Introduction

Large Transformer models achieve strong generalization and reasoning ability, but their huge size requires massive memory and computation. This makes them hard to train and deploy outside large data centers. To address this, researchers look for efficient architectures that save parameters or computation. Two main directions are parameter efficiency, which reduces or shares model weights, and adaptive computation, which uses more compute only when necessary.

A common way to improve parameter efficiency is layer tying, where the same set of weights is reused across multiple layers. For adaptive computation, methods like early exiting let the model stop processing simple tokens earlier. However, most existing models treat these two goals separately. A unified design that combines both efficiency types has been missing. Recursive Transformers reuse one set of layers multiple times, naturally achieving weight sharing. Yet, previous recursive models often fix the number of recursions for all tokens. This wastes computation because every token receives the same processing depth, regardless of difficulty. Attempts at dynamic recursion have also faced training and efficiency challenges.

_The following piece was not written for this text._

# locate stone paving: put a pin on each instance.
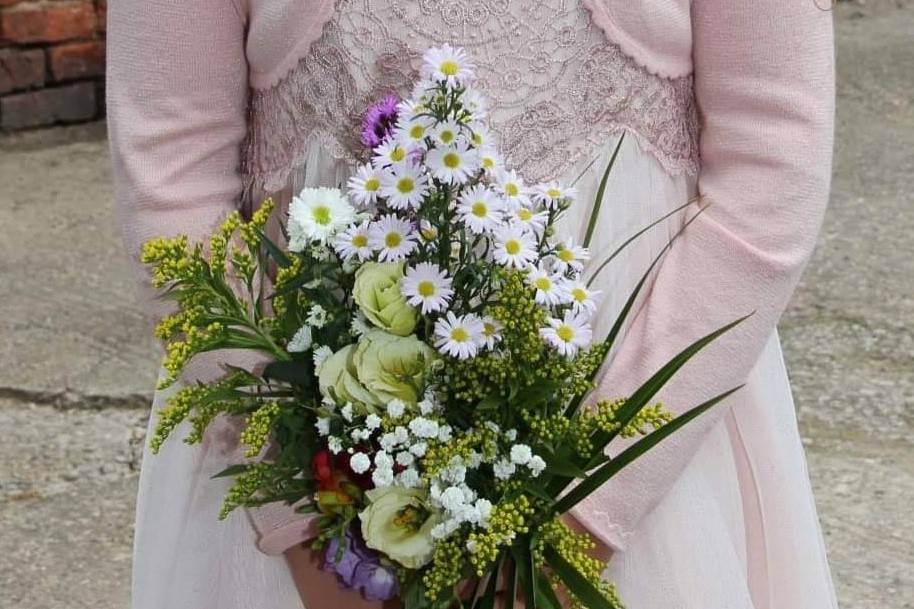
(76, 363)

To solve these issues, the Mixture-of-Recursions (MoR) framework was proposed. It introduces a router that learns how many recursive steps each token needs. Easy tokens stop early, while complex ones go through more recursions. This provides true token-level adaptive depth. MoR also includes key–value (KV) caching, storing results from previous recursions to reduce memory use and improve throughput.

Conceptually, MoR provides a model to “think” recursively inside its latent space during decoding of each token. It adjusts its reasoning depth per token instead of using a fixed number of layers. In this way, MoR unifies parameter efficiency and adaptive computation in one efficient Transformer architecture.

Through this design, MoR achieves three goals at once:

Weight sharing reduces model parameters.
Dynamic routing saves computation by skipping redundant steps.
KV caching lowers memory traffic and speeds up inference.

Methods

Mixture-of-Recursions (MoR)—a framework that dynamically adjusts recursion step for each token during pretraining and inference.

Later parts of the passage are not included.